The source of each blood meal was determined by subjecting each sample of genomic DNA to two separate PCR reactions, one to identify mammalian and one to identify avian DNA. Mammalian blood meals were identified using mammalian-specific primer pairs for a 772 bp portion of the cytochrome b gene (Ngo and Kramer 2003). Likewise, avian blood meals were identified by amplifying a 508 bp fragment of the cytochrome b gene with the avian-specific primers (Cisneros and Johnson 2001). Each 50 µl reaction contained 300–400 ng of genomic DNA serving as template, 5 µl of 10x buffer (Roche Applied Science, www.roche-applied-science.com), 8µl dNTPs (200 µM of each; Applied Biosystems, www.invitrogen.com), 8 µL MgCl2 (4 mM; Roche Applied Science), 5 µl forward primer (0.5 µM), 5 µl reverse primer (0.5 µM), and 0.25 µl TaqGold Polymerase (1.25 U per reaction; Roche Applied Science). Sterile water (Sigma-Aldrich, www.sigmaaldrich.com) was added to bring the total reaction volume to 50 µl. Primer sequences and cycling conditions have been previously published by Greenberg et al. (2012). A negative water control lacking template was included with all PCR reactions. A second negative control consisted of a DNAzol extract lacking mosquito midgut. All reactions also included a positive control containing either mammalian (Mus musculus) or avian (Zenaida macroura) genomic DNA serving as a template. If a sample did not amplify, a second PCR reaction was performed. After two failed amplifications, the sample was archived in a -80° C freezer.

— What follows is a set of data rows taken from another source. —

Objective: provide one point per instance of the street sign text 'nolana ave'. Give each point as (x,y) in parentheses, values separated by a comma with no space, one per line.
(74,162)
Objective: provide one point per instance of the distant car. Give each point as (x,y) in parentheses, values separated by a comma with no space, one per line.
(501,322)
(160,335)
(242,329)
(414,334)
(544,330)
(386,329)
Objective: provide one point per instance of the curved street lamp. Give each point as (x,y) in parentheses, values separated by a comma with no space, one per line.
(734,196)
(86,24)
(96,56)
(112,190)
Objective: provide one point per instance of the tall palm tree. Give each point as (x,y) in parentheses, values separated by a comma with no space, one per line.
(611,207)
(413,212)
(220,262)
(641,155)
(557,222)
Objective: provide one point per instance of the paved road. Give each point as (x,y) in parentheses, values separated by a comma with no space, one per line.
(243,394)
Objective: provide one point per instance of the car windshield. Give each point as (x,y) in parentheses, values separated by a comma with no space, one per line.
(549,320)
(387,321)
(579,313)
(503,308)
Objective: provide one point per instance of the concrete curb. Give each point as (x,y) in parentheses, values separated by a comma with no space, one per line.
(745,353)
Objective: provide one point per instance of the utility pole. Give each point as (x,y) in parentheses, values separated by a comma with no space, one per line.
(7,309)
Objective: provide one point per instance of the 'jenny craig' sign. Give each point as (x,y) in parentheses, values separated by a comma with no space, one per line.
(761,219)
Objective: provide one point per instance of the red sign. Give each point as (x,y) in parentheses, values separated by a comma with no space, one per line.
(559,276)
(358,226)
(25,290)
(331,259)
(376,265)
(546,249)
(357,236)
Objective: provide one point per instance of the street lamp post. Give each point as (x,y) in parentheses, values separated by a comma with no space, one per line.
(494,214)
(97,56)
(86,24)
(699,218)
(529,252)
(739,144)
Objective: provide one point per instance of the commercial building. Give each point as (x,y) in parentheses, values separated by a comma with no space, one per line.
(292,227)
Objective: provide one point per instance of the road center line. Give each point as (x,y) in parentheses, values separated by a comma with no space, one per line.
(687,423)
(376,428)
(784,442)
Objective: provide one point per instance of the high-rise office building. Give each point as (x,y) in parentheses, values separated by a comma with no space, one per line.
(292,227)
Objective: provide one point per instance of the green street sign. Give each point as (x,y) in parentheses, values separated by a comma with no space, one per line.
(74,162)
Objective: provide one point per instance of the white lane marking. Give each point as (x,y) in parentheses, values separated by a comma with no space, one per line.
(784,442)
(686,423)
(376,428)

Amplified PCR products were purified with one of several methods, including a size select e gel (Invitrogen, www.invitrogen.com), PCR purification kit (Qiagen, www.qiagen.com), minielute column (Millipore,www.millipore.com), or exo-sap (Affymetrix, www.affymetrix.com). Amplicons were directly sequenced with a Big Dye 3.1 sequencing kit, using the big dye step protocol PCR regime (Platt et al. 2007). Samples were then sequenced on an ABI 3130 DNA Sequencer (Applied Biosystems, Foster City, CA, USA) at the University of New Mexico, Department of Biology Molecular Facility. Sequences were edited using Sequencher version 4.10.1 (Gene Codes, www.genecodes.com) and identified to species through a BLAST search comparison with the GenBank DNA database (www.ncbi.nlm.nih.gov/blast/Blast.cgi). Those comparisons with a blast error value < le-20 were included in our analysis.
Statistical analysis
To determine if each of the two mosquito species under investigation were more likely to feed on either mammalian or avian hosts, all successfully identified blood meals for each species were scored as either “mammalian” or “avian” and subjected to a z-test to determine significant deviation from 50/50 mammalian/avian feeding for the mosquitoes collected in this study. Confidence intervals of 95% were found for each species' tendency to feed on either mammalian or avian hosts, and the species were compared for overlap. Calculations with non-overlapping 95% confidence intervals and found to be two standard deviations from the null hypothesis of no deviation were considered to be significant.
Results
A total of 75,619 mosquitoes from 24 species were collected from 2006–2010. Of these mosquitoes, 55,871 (73.9% of total) were Ae. vexans, while 9,853 (13.0% of total) were Cx. quinquefasciatus (Figure 2). These two species accounted for 65,724 (86.9%) of the total number of mosquitoes collected. The maximum likelihood estimate of infection of Ae. vexans and Cx. quinquefasciatus were found to be .05/1000 (95% confidence interval of 0.00-0.25) and 1.77/1000 (95% confidence interval of 0.97–3.01) respectively.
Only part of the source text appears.